O Sindicato dos Magistrados do Ministério Público (SMMP) vai pedir uma reunião urgente ao procurador-geral da República (PGR) na sequência da rejeição de duas propostas para alterar as regras do concurso de colocação de procuradores. O objetivo é obter esclarecimentos sobre as regras que o Conselho Superior do Ministério Público (CSMP) pretende aplicar já em 2026.

O SMMP questiona se o CSMP pretende sobrecarregar os magistrados com trabalho adicional, apontando para uma eventual acumulação de serviço. A defesa do sindicato surge após a decisão de rejeitar as propostas, que visavam restringir a acumulação de funções em áreas como família, menores e trabalho.

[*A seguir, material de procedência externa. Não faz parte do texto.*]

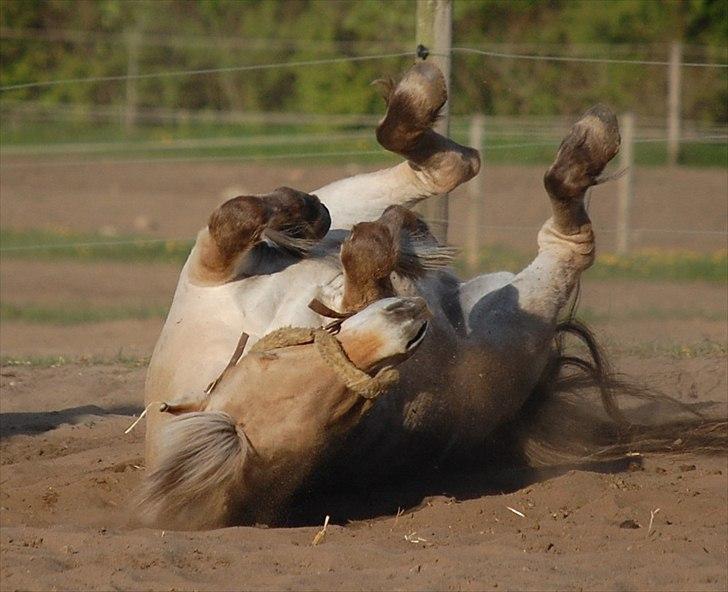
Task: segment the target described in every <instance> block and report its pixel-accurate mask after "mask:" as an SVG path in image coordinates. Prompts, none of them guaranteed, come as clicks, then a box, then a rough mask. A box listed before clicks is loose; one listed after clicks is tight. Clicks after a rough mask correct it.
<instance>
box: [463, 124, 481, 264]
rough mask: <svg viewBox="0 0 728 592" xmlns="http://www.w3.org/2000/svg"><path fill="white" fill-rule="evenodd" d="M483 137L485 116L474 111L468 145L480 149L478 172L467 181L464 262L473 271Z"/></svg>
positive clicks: (478, 220)
mask: <svg viewBox="0 0 728 592" xmlns="http://www.w3.org/2000/svg"><path fill="white" fill-rule="evenodd" d="M484 137H485V116H484V115H483V114H482V113H476V114H475V115H473V117H472V119H471V120H470V138H469V141H468V145H469V146H472V147H473V148H475V149H476V150H478V151H480V163H481V164H480V172H479V173H478V174H477V175H476V176H475V177H474V178H473V179H471V180H470V182H469V183H468V194H469V198H470V199H469V200H468V201H469V204H468V216H467V220H466V222H465V224H466V226H465V228H466V237H465V263H466V265H467V267H468V270H469V271H470V272H471V273H473V272H475V271H477V268H478V263H479V261H480V244H481V241H480V231H481V224H482V222H483V220H482V218H483V215H482V212H481V209H482V207H481V206H482V202H483V198H484V196H485V183H484V181H485V174H484V173H483V169H484V168H485V155H484V153H483V144H484V141H483V140H484Z"/></svg>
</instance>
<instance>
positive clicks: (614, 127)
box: [544, 105, 621, 201]
mask: <svg viewBox="0 0 728 592" xmlns="http://www.w3.org/2000/svg"><path fill="white" fill-rule="evenodd" d="M620 141H621V139H620V137H619V126H618V124H617V117H616V116H615V115H614V113H613V112H612V110H611V109H609V107H607V106H605V105H595V106H594V107H592V108H591V109H589V110H588V111H587V112H586V113H584V115H582V116H581V118H580V119H579V121H577V122H576V123H575V124H574V125H573V127H572V128H571V131H570V132H569V133H568V135H567V136H566V137H565V138H564V140H563V141H562V142H561V146H559V151H558V153H557V154H556V160H555V161H554V163H553V164H552V165H551V167H550V168H549V170H548V171H546V174H545V175H544V186H545V187H546V191H548V193H549V195H550V196H551V198H552V199H555V200H557V201H571V200H573V199H579V198H581V197H582V196H583V195H584V192H585V191H586V190H587V189H588V188H589V187H591V186H593V185H596V184H598V183H599V182H600V179H599V175H601V173H602V171H603V170H604V167H606V166H607V163H608V162H609V161H610V160H612V158H614V156H615V155H616V154H617V152H618V151H619V144H620Z"/></svg>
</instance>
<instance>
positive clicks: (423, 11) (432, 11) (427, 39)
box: [415, 0, 452, 243]
mask: <svg viewBox="0 0 728 592" xmlns="http://www.w3.org/2000/svg"><path fill="white" fill-rule="evenodd" d="M415 36H416V38H415V45H423V46H425V47H426V48H427V49H428V50H429V52H430V54H431V55H430V56H429V57H428V58H427V59H429V60H432V61H433V62H434V63H435V64H436V65H437V66H438V67H439V68H440V70H442V73H443V75H444V76H445V84H446V85H447V90H448V96H450V48H451V46H452V0H417V28H416V32H415ZM432 54H435V55H432ZM418 59H421V58H418ZM441 115H442V117H441V118H440V120H439V121H438V122H437V124H436V125H435V130H436V131H437V132H439V133H441V134H442V135H444V136H447V135H448V133H449V129H450V117H449V101H448V103H445V105H444V107H443V109H442V112H441ZM448 210H449V208H448V197H447V195H443V196H440V197H437V198H435V199H430V200H428V201H427V202H425V204H424V207H423V208H422V209H421V210H420V211H421V213H422V214H423V215H424V216H425V217H426V218H428V219H429V220H431V221H432V222H431V224H430V225H431V228H432V233H433V234H434V235H435V236H436V237H437V239H438V240H439V241H440V242H443V243H444V242H446V241H447V227H448Z"/></svg>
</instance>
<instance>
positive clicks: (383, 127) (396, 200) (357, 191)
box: [315, 62, 480, 229]
mask: <svg viewBox="0 0 728 592" xmlns="http://www.w3.org/2000/svg"><path fill="white" fill-rule="evenodd" d="M446 100H447V90H446V87H445V80H444V78H443V76H442V73H441V72H440V70H439V69H438V68H437V67H436V66H434V65H433V64H431V63H428V62H422V63H418V64H416V65H414V66H413V67H412V68H410V69H409V70H408V71H407V72H406V73H405V75H404V76H403V77H402V79H401V80H400V81H399V83H398V84H397V85H396V86H394V87H393V88H392V89H391V90H390V92H389V95H388V97H387V113H386V114H385V116H384V119H382V121H381V122H380V123H379V125H378V126H377V140H378V141H379V143H380V144H381V145H382V146H383V147H384V148H386V149H387V150H390V151H392V152H395V153H397V154H399V155H401V156H403V157H404V158H406V159H407V160H406V162H403V163H400V164H398V165H396V166H394V167H391V168H388V169H383V170H380V171H375V172H372V173H366V174H362V175H356V176H354V177H349V178H347V179H342V180H340V181H335V182H333V183H331V184H329V185H326V186H325V187H322V188H321V189H318V190H317V191H316V192H315V193H316V194H317V195H318V196H319V197H320V198H321V201H322V202H323V203H324V204H326V207H328V208H329V211H330V213H331V222H332V223H331V227H332V228H344V229H348V228H351V226H353V225H354V224H356V223H357V222H363V221H371V220H375V219H376V218H378V217H379V216H380V214H381V213H382V212H383V211H384V210H385V209H386V208H387V206H390V205H411V204H413V203H416V202H418V201H420V200H422V199H425V198H427V197H432V196H435V195H441V194H444V193H447V192H449V191H452V190H453V189H455V187H457V186H458V185H460V184H461V183H464V182H466V181H468V180H469V179H471V178H472V177H474V176H475V175H476V174H477V173H478V170H479V168H480V157H479V155H478V151H477V150H474V149H472V148H468V147H465V146H461V145H460V144H457V143H455V142H453V141H452V140H450V139H449V138H445V137H443V136H441V135H440V134H438V133H436V132H435V131H433V130H432V126H433V125H434V123H435V122H436V121H437V116H438V113H439V111H440V109H441V108H442V106H443V105H444V104H445V101H446Z"/></svg>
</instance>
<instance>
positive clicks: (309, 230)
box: [263, 187, 331, 241]
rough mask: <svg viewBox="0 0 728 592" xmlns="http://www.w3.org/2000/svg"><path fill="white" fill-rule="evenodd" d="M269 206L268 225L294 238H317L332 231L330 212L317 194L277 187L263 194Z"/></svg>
mask: <svg viewBox="0 0 728 592" xmlns="http://www.w3.org/2000/svg"><path fill="white" fill-rule="evenodd" d="M263 200H265V202H266V205H267V206H268V207H269V209H270V219H269V221H268V224H267V227H268V228H269V229H274V230H277V231H279V232H282V233H284V234H285V235H287V236H288V237H289V238H291V239H302V240H311V241H318V240H321V239H322V238H323V237H324V236H325V235H326V233H327V232H328V231H329V227H330V225H331V216H330V215H329V211H328V209H327V208H326V206H325V205H324V204H322V203H321V201H320V200H319V198H318V197H317V196H316V195H312V194H310V193H304V192H303V191H298V190H297V189H291V188H290V187H278V188H277V189H275V190H274V191H273V192H272V193H269V194H267V195H265V196H263Z"/></svg>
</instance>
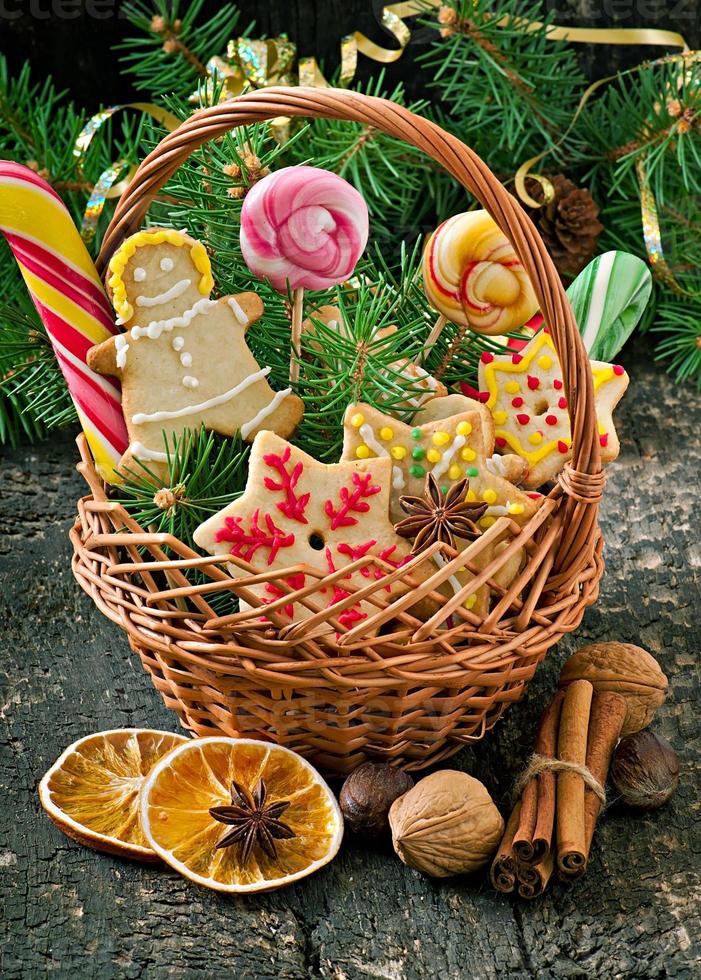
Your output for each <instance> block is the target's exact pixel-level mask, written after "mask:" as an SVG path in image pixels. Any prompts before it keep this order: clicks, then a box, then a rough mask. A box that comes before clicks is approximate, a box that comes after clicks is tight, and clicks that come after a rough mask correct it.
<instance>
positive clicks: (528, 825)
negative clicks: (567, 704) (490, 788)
mask: <svg viewBox="0 0 701 980" xmlns="http://www.w3.org/2000/svg"><path fill="white" fill-rule="evenodd" d="M564 697H565V692H564V691H558V692H557V694H556V695H555V698H554V699H553V701H552V702H551V703H550V704H549V705H548V707H547V708H546V709H545V711H544V712H543V714H542V716H541V719H540V725H539V726H538V734H537V736H536V742H535V746H534V749H533V751H534V754H535V755H536V756H540V757H541V758H547V759H554V758H555V757H556V752H557V732H558V727H559V724H560V712H561V710H562V702H563V700H564ZM554 819H555V774H554V773H553V772H549V771H545V772H541V773H539V775H538V776H537V777H535V778H534V779H529V780H528V782H527V783H526V785H525V787H524V789H523V794H522V796H521V816H520V820H519V824H518V828H517V830H516V833H515V834H514V854H515V855H516V857H517V859H518V860H519V861H520V862H521V863H523V864H531V863H533V864H537V863H538V862H540V861H543V860H544V859H545V858H546V857H547V856H548V855H549V853H550V847H551V843H552V836H553V822H554Z"/></svg>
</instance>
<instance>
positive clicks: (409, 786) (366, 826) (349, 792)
mask: <svg viewBox="0 0 701 980" xmlns="http://www.w3.org/2000/svg"><path fill="white" fill-rule="evenodd" d="M413 785H414V780H413V779H412V778H411V776H410V775H409V773H406V772H404V771H403V770H402V769H397V768H396V767H395V766H388V765H386V764H385V763H376V762H364V763H363V765H362V766H358V768H357V769H355V770H354V771H353V772H352V773H351V774H350V776H348V778H347V779H346V781H345V783H344V784H343V786H342V788H341V794H340V796H339V803H340V805H341V813H342V814H343V819H344V820H345V822H346V824H347V826H348V827H349V828H350V829H351V830H352V831H353V833H354V834H362V835H363V836H365V837H368V838H374V837H380V836H382V834H384V833H386V832H387V831H388V830H389V820H388V819H387V817H388V814H389V808H390V807H391V806H392V804H393V803H394V801H395V800H396V799H397V797H398V796H401V795H402V793H406V791H407V790H409V789H411V787H412V786H413Z"/></svg>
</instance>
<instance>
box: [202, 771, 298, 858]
mask: <svg viewBox="0 0 701 980" xmlns="http://www.w3.org/2000/svg"><path fill="white" fill-rule="evenodd" d="M266 797H267V790H266V788H265V783H264V782H263V780H262V779H261V780H259V782H258V785H257V786H256V787H255V789H254V790H253V793H251V792H250V791H249V790H247V789H246V787H245V786H242V785H241V784H240V783H237V782H236V780H234V781H233V782H232V784H231V806H213V807H212V808H211V809H210V811H209V812H210V814H211V815H212V816H213V817H214V819H215V820H218V821H219V822H220V823H224V824H228V825H229V826H230V827H231V830H229V831H227V833H226V834H224V836H223V837H222V838H221V840H220V841H218V842H217V847H218V848H219V847H229V845H230V844H236V843H243V851H242V852H241V861H242V863H243V864H245V863H246V862H247V860H248V857H249V855H250V853H251V849H252V847H253V845H254V844H258V845H259V846H260V847H261V848H262V849H263V850H264V851H265V853H266V854H267V855H268V857H269V858H273V860H274V859H275V858H276V857H277V848H276V847H275V841H276V840H289V838H290V837H294V836H295V832H294V830H292V828H291V827H288V825H287V824H286V823H283V822H282V820H280V819H278V818H279V817H280V816H281V815H282V814H283V813H284V812H285V810H286V809H287V807H288V806H289V805H290V801H289V800H278V802H277V803H268V804H267V805H266V802H265V800H266Z"/></svg>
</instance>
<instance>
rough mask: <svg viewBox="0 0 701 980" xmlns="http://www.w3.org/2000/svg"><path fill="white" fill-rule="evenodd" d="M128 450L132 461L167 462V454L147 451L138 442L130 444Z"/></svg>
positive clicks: (153, 450)
mask: <svg viewBox="0 0 701 980" xmlns="http://www.w3.org/2000/svg"><path fill="white" fill-rule="evenodd" d="M129 449H130V451H131V454H132V456H133V457H134V459H141V460H144V461H148V460H155V461H157V462H159V463H167V462H168V453H159V452H157V451H156V450H155V449H147V448H146V446H144V445H142V443H140V442H132V443H131V444H130V446H129Z"/></svg>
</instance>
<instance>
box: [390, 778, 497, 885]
mask: <svg viewBox="0 0 701 980" xmlns="http://www.w3.org/2000/svg"><path fill="white" fill-rule="evenodd" d="M389 822H390V826H391V828H392V844H393V845H394V849H395V851H396V852H397V854H398V855H399V857H400V858H401V860H402V861H403V862H404V863H405V864H408V865H409V867H410V868H416V869H417V870H418V871H423V873H424V874H427V875H431V876H433V877H434V878H447V877H449V876H450V875H457V874H467V873H469V872H471V871H477V870H479V868H482V867H484V865H486V864H487V862H488V861H489V858H490V857H491V855H492V853H493V852H494V850H495V849H496V847H497V845H498V843H499V841H500V840H501V836H502V834H503V832H504V821H503V820H502V818H501V814H500V813H499V811H498V810H497V808H496V806H495V805H494V803H493V801H492V798H491V796H490V795H489V793H488V792H487V790H486V788H485V787H484V786H483V785H482V783H481V782H480V781H479V780H478V779H474V778H473V777H472V776H468V775H467V773H465V772H457V771H455V770H453V769H443V770H441V772H434V773H432V774H431V775H430V776H425V777H424V778H423V779H421V780H419V782H418V783H417V784H416V786H414V788H413V789H410V790H409V792H408V793H405V794H404V796H400V797H399V799H398V800H395V802H394V803H393V804H392V807H391V809H390V811H389Z"/></svg>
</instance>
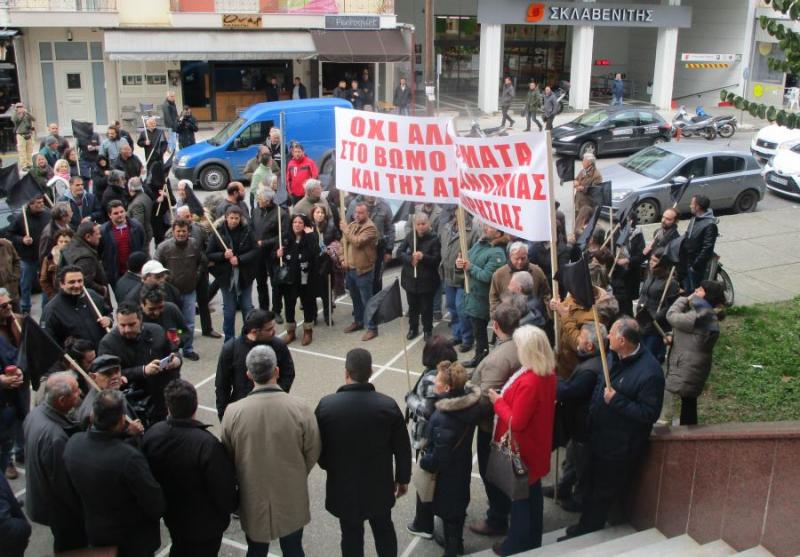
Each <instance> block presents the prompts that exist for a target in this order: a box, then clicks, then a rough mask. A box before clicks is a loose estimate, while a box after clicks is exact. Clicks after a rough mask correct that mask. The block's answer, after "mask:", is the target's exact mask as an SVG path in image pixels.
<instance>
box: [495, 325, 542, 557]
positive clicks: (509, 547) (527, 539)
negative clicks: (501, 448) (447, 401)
mask: <svg viewBox="0 0 800 557" xmlns="http://www.w3.org/2000/svg"><path fill="white" fill-rule="evenodd" d="M514 343H515V344H516V345H517V354H518V356H519V361H520V363H521V364H522V368H521V369H520V370H519V371H517V372H516V373H515V374H514V375H512V376H511V379H509V380H508V382H507V383H506V384H505V386H503V389H502V391H501V393H500V394H497V393H496V392H494V391H489V399H490V400H491V401H492V404H494V413H495V415H496V416H497V421H496V424H495V428H494V440H495V441H499V440H500V439H501V438H502V437H503V435H505V433H506V431H508V424H509V423H510V424H511V434H512V438H513V439H514V442H515V443H516V444H517V445H518V446H519V453H520V457H521V458H522V461H523V462H524V463H525V465H526V466H527V467H528V485H529V490H530V491H529V496H528V498H527V499H522V500H519V501H513V502H512V503H511V527H510V528H509V529H508V536H507V537H506V539H505V540H503V541H502V542H498V543H497V544H495V546H494V547H493V548H492V549H493V550H494V552H495V553H496V554H497V555H512V554H514V553H519V552H521V551H527V550H529V549H534V548H537V547H540V546H541V545H542V520H543V514H544V509H543V506H544V503H543V501H542V482H541V478H542V477H543V476H545V475H547V473H548V472H549V471H550V451H551V449H552V442H553V419H554V417H555V409H556V376H555V357H554V356H553V350H552V349H551V348H550V342H549V341H548V339H547V335H546V334H545V333H544V331H542V330H541V329H539V328H537V327H534V326H532V325H525V326H523V327H520V328H519V329H517V330H516V331H515V332H514Z"/></svg>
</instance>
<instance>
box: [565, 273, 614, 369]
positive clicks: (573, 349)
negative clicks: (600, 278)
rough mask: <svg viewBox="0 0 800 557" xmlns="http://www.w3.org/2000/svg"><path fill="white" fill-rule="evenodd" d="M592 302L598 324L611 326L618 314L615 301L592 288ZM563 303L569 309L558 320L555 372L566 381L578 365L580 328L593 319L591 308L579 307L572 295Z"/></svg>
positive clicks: (606, 325) (599, 291)
mask: <svg viewBox="0 0 800 557" xmlns="http://www.w3.org/2000/svg"><path fill="white" fill-rule="evenodd" d="M594 300H595V306H596V307H597V315H598V317H599V319H600V323H601V324H603V325H605V326H606V327H610V326H611V322H612V321H613V320H614V318H615V317H616V316H617V313H619V304H618V303H617V299H616V298H614V296H612V295H611V294H609V293H608V292H606V291H605V290H603V289H602V288H598V287H597V286H595V287H594ZM564 303H565V304H566V305H567V307H568V308H569V314H567V316H566V317H561V316H559V318H558V325H559V326H558V351H557V352H556V370H557V371H558V376H559V377H563V378H564V379H567V378H568V377H569V376H570V375H572V370H573V369H575V366H576V365H578V363H579V361H580V360H579V359H578V339H579V338H580V335H581V327H583V326H584V325H585V324H586V323H593V322H594V317H593V315H592V309H591V308H588V309H587V308H584V307H582V306H579V305H578V304H577V303H576V302H575V300H573V299H572V295H567V297H566V298H565V299H564Z"/></svg>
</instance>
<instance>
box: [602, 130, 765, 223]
mask: <svg viewBox="0 0 800 557" xmlns="http://www.w3.org/2000/svg"><path fill="white" fill-rule="evenodd" d="M602 172H603V179H604V180H605V181H610V182H611V188H612V189H611V191H612V193H611V200H612V205H613V207H614V212H615V213H617V211H618V210H621V209H625V208H627V207H628V206H630V205H631V204H632V203H636V214H637V216H638V217H639V222H640V223H642V224H648V223H652V222H657V221H658V220H660V218H661V212H662V211H663V210H664V209H666V208H667V207H672V205H673V200H672V198H671V196H670V192H671V191H673V190H678V189H679V187H680V185H681V184H682V183H685V179H688V178H690V177H691V184H690V185H689V187H688V189H687V191H686V192H685V193H684V194H683V196H682V197H681V199H680V202H679V203H678V207H677V209H678V211H679V212H681V213H688V212H689V202H690V201H691V200H692V196H693V195H705V196H706V197H708V198H709V199H710V200H711V208H712V209H715V210H719V209H733V211H735V212H737V213H747V212H750V211H754V210H755V209H756V206H757V205H758V202H759V201H761V199H763V198H764V192H765V187H764V182H763V180H762V179H761V175H760V172H761V168H760V167H759V165H758V162H757V161H756V159H755V158H754V157H753V155H751V154H750V153H748V152H746V151H736V150H732V149H719V148H715V147H714V146H713V145H705V144H701V143H695V142H689V141H687V142H682V143H677V142H672V143H662V144H659V145H654V146H652V147H648V148H647V149H643V150H641V151H639V152H638V153H636V154H635V155H631V156H630V157H628V158H627V159H625V160H624V161H622V162H621V163H618V164H614V165H611V166H610V167H608V168H605V169H603V171H602ZM637 196H638V197H637ZM617 214H619V213H617Z"/></svg>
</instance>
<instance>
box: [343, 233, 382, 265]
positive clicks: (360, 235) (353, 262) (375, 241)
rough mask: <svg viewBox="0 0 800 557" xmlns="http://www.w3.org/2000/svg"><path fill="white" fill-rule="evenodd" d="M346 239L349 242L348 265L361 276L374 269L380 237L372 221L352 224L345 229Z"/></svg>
mask: <svg viewBox="0 0 800 557" xmlns="http://www.w3.org/2000/svg"><path fill="white" fill-rule="evenodd" d="M344 237H345V239H346V240H347V265H348V266H349V267H350V268H352V269H355V270H356V272H357V273H358V274H359V275H363V274H365V273H368V272H370V271H371V270H372V269H374V268H375V260H376V259H377V258H378V240H380V236H379V235H378V229H377V228H376V227H375V225H374V224H373V223H372V221H371V220H370V219H367V222H365V223H364V224H358V223H357V222H356V221H353V222H351V223H350V224H349V225H347V228H346V229H345V232H344Z"/></svg>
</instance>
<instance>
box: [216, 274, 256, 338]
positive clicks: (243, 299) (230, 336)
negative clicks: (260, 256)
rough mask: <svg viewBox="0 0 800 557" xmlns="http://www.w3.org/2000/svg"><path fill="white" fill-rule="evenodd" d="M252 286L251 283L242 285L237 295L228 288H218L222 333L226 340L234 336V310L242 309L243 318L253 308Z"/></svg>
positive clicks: (235, 312)
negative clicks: (219, 293)
mask: <svg viewBox="0 0 800 557" xmlns="http://www.w3.org/2000/svg"><path fill="white" fill-rule="evenodd" d="M252 287H253V285H252V284H247V285H245V286H243V287H242V291H241V292H240V293H239V295H237V294H236V292H235V291H234V290H231V289H229V288H220V292H221V293H222V316H223V317H222V333H223V334H224V335H225V341H226V342H227V341H229V340H230V339H232V338H233V337H235V336H236V331H235V328H236V310H237V309H239V310H241V311H242V320H244V318H245V317H247V314H248V313H250V310H252V309H253V288H252Z"/></svg>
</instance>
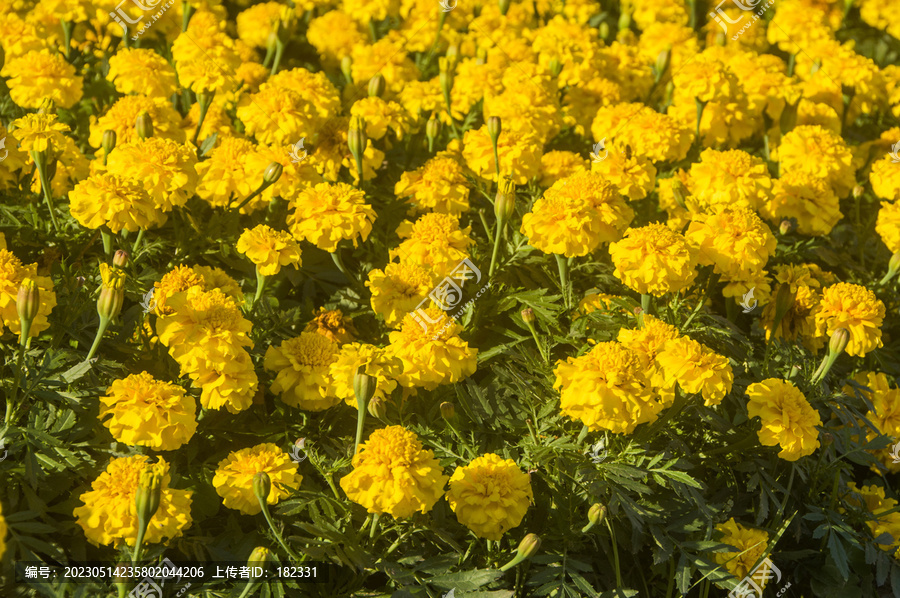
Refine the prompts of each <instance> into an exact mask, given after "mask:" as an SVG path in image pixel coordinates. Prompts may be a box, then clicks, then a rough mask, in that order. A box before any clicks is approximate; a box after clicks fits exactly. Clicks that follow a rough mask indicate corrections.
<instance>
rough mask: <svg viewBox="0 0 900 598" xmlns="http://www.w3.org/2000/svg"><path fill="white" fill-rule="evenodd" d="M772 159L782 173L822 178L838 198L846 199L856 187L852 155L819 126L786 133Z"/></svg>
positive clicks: (774, 153)
mask: <svg viewBox="0 0 900 598" xmlns="http://www.w3.org/2000/svg"><path fill="white" fill-rule="evenodd" d="M772 159H773V160H778V162H779V164H780V167H781V172H790V171H793V170H798V171H802V172H806V173H808V174H810V175H812V176H814V177H817V178H820V179H825V180H827V181H828V182H829V184H831V186H832V187H833V188H834V192H835V193H836V194H837V196H838V197H846V195H847V194H848V193H849V192H850V189H852V188H853V187H854V185H856V173H855V170H854V168H853V155H852V154H851V153H850V150H849V148H847V144H846V143H844V140H843V139H842V138H841V136H840V135H838V134H836V133H833V132H832V131H828V130H826V129H823V128H822V127H820V126H815V125H804V126H800V127H796V128H794V129H792V130H791V131H790V132H788V133H787V134H786V135H785V136H784V138H783V139H782V140H781V145H779V146H778V147H777V148H776V149H775V151H774V152H773V153H772Z"/></svg>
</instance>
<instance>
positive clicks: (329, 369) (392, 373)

Na quarta-feira, o CSMP rejeitou duas propostas: uma limitava a acumulação de áreas para procuradores de determinadas áreas; outra exigia volume de trabalho abaixo do recomendado para permitir acumulações. O PGR, Amadeu Guerra, rejeitou as propostas, argumentando que o problema do MP não são as regras, mas a falta de meios.

O SMMP respondeu que foi o próprio PGR quem transformou conteúdos funcionais num problema central, pretendendo usar esse mecanismo para sobrecarregar magistrados com trabalho adicional não voluntário. O sindicato cita assimetrias entre magistraturas, com acumulação de serviço por parte de magistrados do MP sem compensação.

O SMMP anunciou, na segunda-feira, uma greve para 24 de abril, em contestação à manutenção das regras definidas em 2025. O presidente do sindicato, Paulo Lona, afirmou que a decisão está nas mãos do PGR para evitar a greve.

Reação e próximos passos

Os próximos passos passam pela reunião solicitada pelo SMMP ao PGR para discutir o destino do concurso anual de colocação de procuradores e o eventual impacto na carga de trabalho. O sindicato continua a acompanhar o evoluir das discussões com o CSMP e a defesa das condições dos magistrados.